Set during World War II, Hirahara’s historical mystery features a young Nisei woman resettled in Chicago with her family after a stay in a forced internment camp. Aki and her parents expect to be reunited with Rose, Aki’s older sister, but when they arrive, they learn she died on the tracks of the El. The police say it was suicide, but Aki is convinced she was pushed. Clark and Division has a dynamic heroine, a compelling plot, and lots of Chicago detail that would appeal to not just mystery fans but readers of Renée Rosen’s historical novels.
— Daniel Goldin
After Daniel Sutherland is found brutally murdered on his boat, the lives of several seemingly unconnected women will collide in unimaginable ways. Laura has been struggling to stay afloat and keep her head down ever since an accident as a child left her with scars she wishes she could forget. Miriam knows an outsider when she sees one - it takes one to know one. So, when she discovers Daniel's body and realizes Laura was the last known person so see him alive, she takes it upon herself to help Laura, while possibly getting the revenge she has been longing for all these years.
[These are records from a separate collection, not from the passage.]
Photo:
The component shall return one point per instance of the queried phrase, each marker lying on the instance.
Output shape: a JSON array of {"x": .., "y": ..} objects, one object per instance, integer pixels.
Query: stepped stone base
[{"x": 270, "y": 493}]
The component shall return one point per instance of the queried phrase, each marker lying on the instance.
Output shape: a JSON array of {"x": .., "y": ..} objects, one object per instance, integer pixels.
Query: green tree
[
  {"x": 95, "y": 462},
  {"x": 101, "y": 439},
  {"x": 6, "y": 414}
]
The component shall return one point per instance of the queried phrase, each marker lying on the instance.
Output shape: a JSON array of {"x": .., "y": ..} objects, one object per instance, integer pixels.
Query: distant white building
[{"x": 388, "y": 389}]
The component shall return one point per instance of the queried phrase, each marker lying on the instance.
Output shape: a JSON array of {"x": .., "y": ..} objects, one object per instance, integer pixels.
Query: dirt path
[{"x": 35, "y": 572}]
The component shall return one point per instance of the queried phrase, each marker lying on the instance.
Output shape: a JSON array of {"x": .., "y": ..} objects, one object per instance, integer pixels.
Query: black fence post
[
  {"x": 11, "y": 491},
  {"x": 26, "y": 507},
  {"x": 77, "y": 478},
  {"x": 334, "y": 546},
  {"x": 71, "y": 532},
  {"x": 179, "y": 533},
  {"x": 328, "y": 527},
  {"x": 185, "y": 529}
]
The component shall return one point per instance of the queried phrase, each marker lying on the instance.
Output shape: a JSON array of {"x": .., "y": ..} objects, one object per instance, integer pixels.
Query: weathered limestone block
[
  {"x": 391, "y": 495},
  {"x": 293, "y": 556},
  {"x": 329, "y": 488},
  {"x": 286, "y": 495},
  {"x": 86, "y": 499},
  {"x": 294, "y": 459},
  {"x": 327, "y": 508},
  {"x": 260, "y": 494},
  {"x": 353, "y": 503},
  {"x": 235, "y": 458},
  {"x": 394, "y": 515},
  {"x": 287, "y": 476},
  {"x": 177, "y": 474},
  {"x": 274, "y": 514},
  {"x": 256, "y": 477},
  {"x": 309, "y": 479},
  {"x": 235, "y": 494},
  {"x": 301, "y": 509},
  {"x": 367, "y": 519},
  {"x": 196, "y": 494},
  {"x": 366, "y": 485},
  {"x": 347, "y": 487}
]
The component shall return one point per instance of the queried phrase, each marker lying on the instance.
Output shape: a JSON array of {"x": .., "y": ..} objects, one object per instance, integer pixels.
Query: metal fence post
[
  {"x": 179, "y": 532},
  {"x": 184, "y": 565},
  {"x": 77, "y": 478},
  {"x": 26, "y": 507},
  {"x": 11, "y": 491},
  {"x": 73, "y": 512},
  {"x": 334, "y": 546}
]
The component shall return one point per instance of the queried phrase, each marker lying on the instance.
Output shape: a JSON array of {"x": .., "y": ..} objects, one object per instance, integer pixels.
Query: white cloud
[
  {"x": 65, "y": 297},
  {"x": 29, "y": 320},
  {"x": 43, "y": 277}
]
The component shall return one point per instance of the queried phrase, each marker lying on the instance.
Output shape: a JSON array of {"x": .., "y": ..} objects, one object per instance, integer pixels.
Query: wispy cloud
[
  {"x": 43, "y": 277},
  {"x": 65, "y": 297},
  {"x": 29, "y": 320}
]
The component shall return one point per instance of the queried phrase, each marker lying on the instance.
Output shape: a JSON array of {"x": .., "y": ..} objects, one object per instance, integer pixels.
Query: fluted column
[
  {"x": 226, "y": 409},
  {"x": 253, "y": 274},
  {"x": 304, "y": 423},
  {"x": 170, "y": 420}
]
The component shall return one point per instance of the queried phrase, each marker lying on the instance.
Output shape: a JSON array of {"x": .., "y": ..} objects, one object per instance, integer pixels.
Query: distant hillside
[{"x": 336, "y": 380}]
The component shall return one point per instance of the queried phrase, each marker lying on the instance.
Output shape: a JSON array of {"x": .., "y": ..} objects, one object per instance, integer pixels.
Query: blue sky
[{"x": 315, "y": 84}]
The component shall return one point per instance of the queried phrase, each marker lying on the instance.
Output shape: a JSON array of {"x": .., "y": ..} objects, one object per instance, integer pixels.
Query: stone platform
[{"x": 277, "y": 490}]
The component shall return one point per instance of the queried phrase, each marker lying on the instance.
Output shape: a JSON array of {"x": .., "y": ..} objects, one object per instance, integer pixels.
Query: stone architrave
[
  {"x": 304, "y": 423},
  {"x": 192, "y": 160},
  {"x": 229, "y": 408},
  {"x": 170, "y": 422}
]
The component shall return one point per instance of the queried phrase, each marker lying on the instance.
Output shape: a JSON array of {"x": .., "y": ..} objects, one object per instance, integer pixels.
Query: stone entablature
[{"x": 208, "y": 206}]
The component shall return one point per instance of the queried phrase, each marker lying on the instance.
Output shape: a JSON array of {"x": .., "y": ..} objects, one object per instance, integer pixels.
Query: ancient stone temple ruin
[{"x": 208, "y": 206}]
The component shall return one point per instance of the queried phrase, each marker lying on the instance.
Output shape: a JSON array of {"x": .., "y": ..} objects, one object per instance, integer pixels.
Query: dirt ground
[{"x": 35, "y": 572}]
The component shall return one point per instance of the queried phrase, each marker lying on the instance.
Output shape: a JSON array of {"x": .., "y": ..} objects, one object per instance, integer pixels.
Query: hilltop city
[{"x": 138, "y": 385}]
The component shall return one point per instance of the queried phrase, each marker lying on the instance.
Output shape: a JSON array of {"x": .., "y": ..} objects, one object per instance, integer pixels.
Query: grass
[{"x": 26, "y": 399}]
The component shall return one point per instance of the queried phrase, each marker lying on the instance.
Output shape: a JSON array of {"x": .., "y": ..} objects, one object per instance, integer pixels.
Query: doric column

Meanwhile, Carla is spiraling - it was only a few months ago that her sister died suddenly and tragically. Now her nephew has been murdered. But with even more tragedy littering her past, she might do anything to find peace. All three women are harboring painful memories and secrets that threaten to pull them apart. What would they do to finally be able to move on? Not for the faintest of heart, Paula Hawkins’s latest is a dark and brutal story that kept me in my favorite chair reading from the first page to the very last.
— Parker Jensen
St. Christopher’s is described as one of University of Cambridge’s smallest colleges, yet it feels filled with beautiful gardens, sunny open spaces, shady nooks, and numerous notable architectural features. At the same time, this small campus curiously holds the surprise of frighteningly dark corners. Some long-time employees here abuse privileges to merely gain private delight, while others win more substantial reward. In the midst of a liberal-leaning town, social disparities are in inverse proportion to the size of St. Christopher’s seemingly cozy setting. Perhaps this feeds the madness that is afoot? That is, the grizzly murders of young maidens. Filled with a cast of iron-strong wills and some perfectly placed, much-appreciated distractions, The Maidens will keep you on the edge of your seat to the end.
— Kay Wosewick
Jane Wunderly actually gets to help out on a case that she didn’t stumble into in the third outing from the author of Murder at the Mena House. Her beau Redvers has been assigned to find a spy on board a trans-Atlantic voyage, and he’s asked Jane to accompany him, posing as his wife. In their attempts to root out the foreign agent, Jane stumbles upon another mystery – a socialite who claims her husband has disappeared. Could they somehow be connected? Figuring it out is just one of the delights of Neubauer’s latest, a mystery laced with espionage, humor, and romance.
— Daniel Goldin
There's a spy aboard the RMS Olympic in 1926, and Jane Wunderly is on the case with Redvers, posing as his wife as they look for the suspect. But what starts out as a search for a spy becomes more complicated when a passenger's husband goes missing, yet his existence is disputed by all but the wife and Jane herself. With everyone else doubting the flighty socialite's claims, it's up to Jane to prove her investigative talents. Three books in, this series delivers! I love all of the historical detail so much, and I especially love that Jane flouts societal standards with quiet confidence. Much like Redvers, I would trust Jane's instincts any day.
— Rachel Copeland
German spies, disappearing husbands, and gin rickeys abound aboard an Atlantic Ocean Liner in the 1920s, and globetrotting amateur detective Jane Wunderly and her cosleuthing faux-beau must sort it all out before the ship reaches shore or they find themselves overboard. If you’ve read the Wunder-ful previous installments, then you’re going to love how this book pays off on what’s come before. If you haven’t, who cares? Danger on the Atlantic is still guaranteed to delight. In fact, if you saw Death on the Nile and thought, “give me more of that,” then good news – Neubauer’s novel has the perfect vibes for you. A winner!
— Chris Lee
O’Donnell’s Victorian London is filled with grit, gore, lace, and grace, and enough humor and heart to soften the city’s sharp edges just as they begin to hurt. Young Bliss is urgently called to London by his only relative, an uncle who remains distant even while he supports Bliss’s Cambridge education. Bliss arrives at his uncle’s doorstep late the next evening, only to discover his uncle missing. Addled by worry, hunger and no sleep, Bliss finds himself employed the next morning by a brilliant but peculiar Scotland Yard detective who is investigating mysterious deaths of young women. A great variety of characters are pulled into the mystery as it threads its way through central London and eventually to a rural England ‘estate.’ This is an absolutely beguiling, visually rich mystery. More Paraic O’Donnell please!!!